"Oh dear! Sara, do make her understand."

Poor Sara had to do her best. "Not clay, Aunt Bettina; Mr. Oswald Cray."

Aunt Bettina nodded her stately head. "I like Mr. Oswald Cray. He is a favourite of mine, Lady Oswald."

"As he is of everybody's, Miss Davenal," returned Lady Oswald. "I'd have remembered him in my will but for offending the Oswald family. They are dreadfully prejudiced."
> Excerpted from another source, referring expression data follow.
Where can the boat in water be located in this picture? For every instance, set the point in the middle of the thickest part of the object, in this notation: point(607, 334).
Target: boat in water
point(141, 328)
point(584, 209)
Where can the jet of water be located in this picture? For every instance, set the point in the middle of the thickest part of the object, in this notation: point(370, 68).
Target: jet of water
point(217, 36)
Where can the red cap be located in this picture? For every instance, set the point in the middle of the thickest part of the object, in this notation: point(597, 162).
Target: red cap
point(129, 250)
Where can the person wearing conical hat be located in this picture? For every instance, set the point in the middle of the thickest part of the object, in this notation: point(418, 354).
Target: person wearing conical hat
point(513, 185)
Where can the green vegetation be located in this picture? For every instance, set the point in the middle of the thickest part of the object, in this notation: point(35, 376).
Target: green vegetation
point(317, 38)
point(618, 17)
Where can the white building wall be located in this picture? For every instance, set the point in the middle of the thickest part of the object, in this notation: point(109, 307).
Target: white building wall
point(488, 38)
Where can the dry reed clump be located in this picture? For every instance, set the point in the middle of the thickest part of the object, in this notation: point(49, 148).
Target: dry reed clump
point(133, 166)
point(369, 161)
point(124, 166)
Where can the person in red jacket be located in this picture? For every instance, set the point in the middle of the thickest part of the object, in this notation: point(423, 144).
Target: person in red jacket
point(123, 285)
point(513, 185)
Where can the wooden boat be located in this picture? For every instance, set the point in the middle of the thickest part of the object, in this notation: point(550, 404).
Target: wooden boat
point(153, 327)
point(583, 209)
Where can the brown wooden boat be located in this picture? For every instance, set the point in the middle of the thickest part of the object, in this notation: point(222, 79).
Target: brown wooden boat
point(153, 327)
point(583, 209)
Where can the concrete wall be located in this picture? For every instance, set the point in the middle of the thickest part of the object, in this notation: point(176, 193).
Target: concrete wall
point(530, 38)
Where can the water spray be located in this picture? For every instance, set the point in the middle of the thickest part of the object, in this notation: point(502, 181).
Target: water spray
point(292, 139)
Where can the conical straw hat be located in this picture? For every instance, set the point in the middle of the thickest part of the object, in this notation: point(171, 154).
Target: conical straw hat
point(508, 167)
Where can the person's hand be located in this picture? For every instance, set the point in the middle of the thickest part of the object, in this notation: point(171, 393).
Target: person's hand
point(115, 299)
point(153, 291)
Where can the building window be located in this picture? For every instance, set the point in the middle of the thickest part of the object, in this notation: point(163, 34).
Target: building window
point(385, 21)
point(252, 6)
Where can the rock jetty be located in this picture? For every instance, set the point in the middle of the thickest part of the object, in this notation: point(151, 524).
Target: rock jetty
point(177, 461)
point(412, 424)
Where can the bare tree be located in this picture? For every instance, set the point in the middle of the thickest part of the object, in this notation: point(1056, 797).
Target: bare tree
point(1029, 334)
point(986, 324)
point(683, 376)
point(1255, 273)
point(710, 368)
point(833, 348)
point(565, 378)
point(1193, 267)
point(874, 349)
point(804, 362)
"Pinched!" echoed Miss Davenal. "Where's he pinched?"

"Prejudiced, Aunt Bettina. Lady Oswald says the Oswald family are prejudiced."

"You need not roar out in that way, Sara; I can hear, I hope. I am not so deaf as all that comes to. What's he prejudiced at?--the railway? He ought not to be, he is one of its engineers."

"Not Mr. Oswald Cray, aunt. The Oswald family. They are prejudiced against him."

"If you speak to me again in that manner, Sara I shall complain to your papa. One would think you were calling out to somebody at the top of the chimney. As if I and Lady Oswald did not know that the Oswald family are prejudiced against Oswald Cray? We don't want you to tell it us from a speaking-trumpet; we knew it before you were born. I don't think he cares for their prejudices, Lady Oswald," Miss Davenal added, turning to her.

"He would be very foolish if he did. I don't. They are prejudiced, you know, against me."